If you need Medicaid to pay for the cost of you or a loved one entering a nursing home or long-term care facility, you must meet certain financial requirements. To qualify for assistance, you must decrease total assets to meet the allowable limit set by Medicaid. To reach this number, many people have to “spend down” their total assets so they qualify. NY Estate Planning Attorney | Burial Plans and Medicaid

Many state Medicaid programs exempt certain assets from that number. Because these exemptions aren’t considered as part of the allowable limit, they can help you spend down so you qualify for Medicaid benefits more quickly. One exemption Medicaid recognizes is the cost of funeral and burial plans.

However, since Medicaid qualification rules and guidelines can be confusing, it’s important to hire a knowledgeable New York estate planning attorney like the professionals at Landskind & Ricaforte Law Group P.C. to guide you on how to meet eligibility requirements.  

Funeral Expenses, Burial Costs, and Medicaid: What You Should Know

To be eligible for Medicaid, you’re limited to less than $2,000 in cash and a certain total amount in assets. However, this amount doesn’t include money you set aside for burial plans for yourself or a loved one. If you’ve pre-purchased a burial plot for your loved one or pre-planned the funeral or memorial service, the entire amount is excluded as an asset: Medicaid doesn’t recognize the amount that’s been appropriated for the funeral when determining your eligibility. 

How to Set Aside Money for a Funeral if You Need Medicaid 

If you want to spend down your assets to establish Medicaid eligibility, you can do this in a couple of different ways.

Create a Bank Account 

If you’re planning for a stay in a long-term care facility and need Medicaid assistance, one way you can spend down your assets is by creating a bank account specifically for the costs of a funeral and burial, up to $1,500, as of 2023. Having this money set aside is not only helpful for addressing the high cost of dying, it’s also money that won’t be counted as part of assets when determining your loved one’s Medicaid eligibility.  

Keep in mind that in New York, a traditional funeral may cost over $8,000. If you include cemetery fees, the expense is closer to $10,000. 

Sign an Irrevocable Contract With a Funeral Home

If you purchase an irrevocable funeral trust, you’re paying in advance for an expense you’ll eventually need in the future. If you pay for a funeral now using a trust, that trust won’t be counted as an asset by Medicaid, and thus help you qualify for benefits. Additionally, establishing the trust doesn’t violate the look-back rule.

When you purchase this trust, it can be funded to the necessary amount for funeral and burial plans, based on your review of the general items and costs with the funeral director. Once you purchase the trust, the trust funds are considered “excludable assets” and aren’t counted toward Medicaid eligibility. However, you also can’t cash in the trust or cancel it.  

It’s also important to know that the funds you place in the irrevocable trust can’t be refunded to the person who purchased it. For example, if you placed $10,000 in the trust, and the funeral cost only $5,000, the remaining funds must be sent to the county from which the Medicaid benefits were received. 

Know the Limitations of an Irrevocable Funeral Trust

When you set up an irrevocable funeral trust to spend down your assets for Medicaid eligibility, here are two key points to remember. 

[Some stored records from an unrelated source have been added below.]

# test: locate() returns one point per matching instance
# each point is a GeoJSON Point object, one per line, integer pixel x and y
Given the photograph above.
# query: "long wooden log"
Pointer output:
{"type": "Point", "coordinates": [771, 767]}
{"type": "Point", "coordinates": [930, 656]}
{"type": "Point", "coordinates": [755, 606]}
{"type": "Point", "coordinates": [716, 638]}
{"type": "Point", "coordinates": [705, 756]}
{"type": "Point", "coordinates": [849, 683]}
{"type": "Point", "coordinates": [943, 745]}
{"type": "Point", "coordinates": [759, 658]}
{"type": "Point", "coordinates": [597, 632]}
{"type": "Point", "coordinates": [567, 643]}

Money in the Trust Isn’t in Your Control 

This isn’t necessarily a disadvantage, but make sure you can afford to put that money away and not have it present a hardship. Because funerals are expensive, setting aside thousands of dollars may not be easy to do, especially if you need that money for current expenses. It’s important to weigh the advantages of spending down your assets for Medicaid eligibility against the need for that money now. 

The Funeral Home May Present Risks

The business from which you choose to purchase this type of trust may not be reputable or may have reliability issues. If the funeral home goes out of business, you could lose the money you’ve funded the trust with. However, these businesses must inform each client who has pre-funded a funeral and advise them how they can transfer their arrangements to another funeral home. 

But if this doesn’t happen, or you have trouble with a funeral home going out of business, the New York State Bureau of Funeral Directing may be able to help you.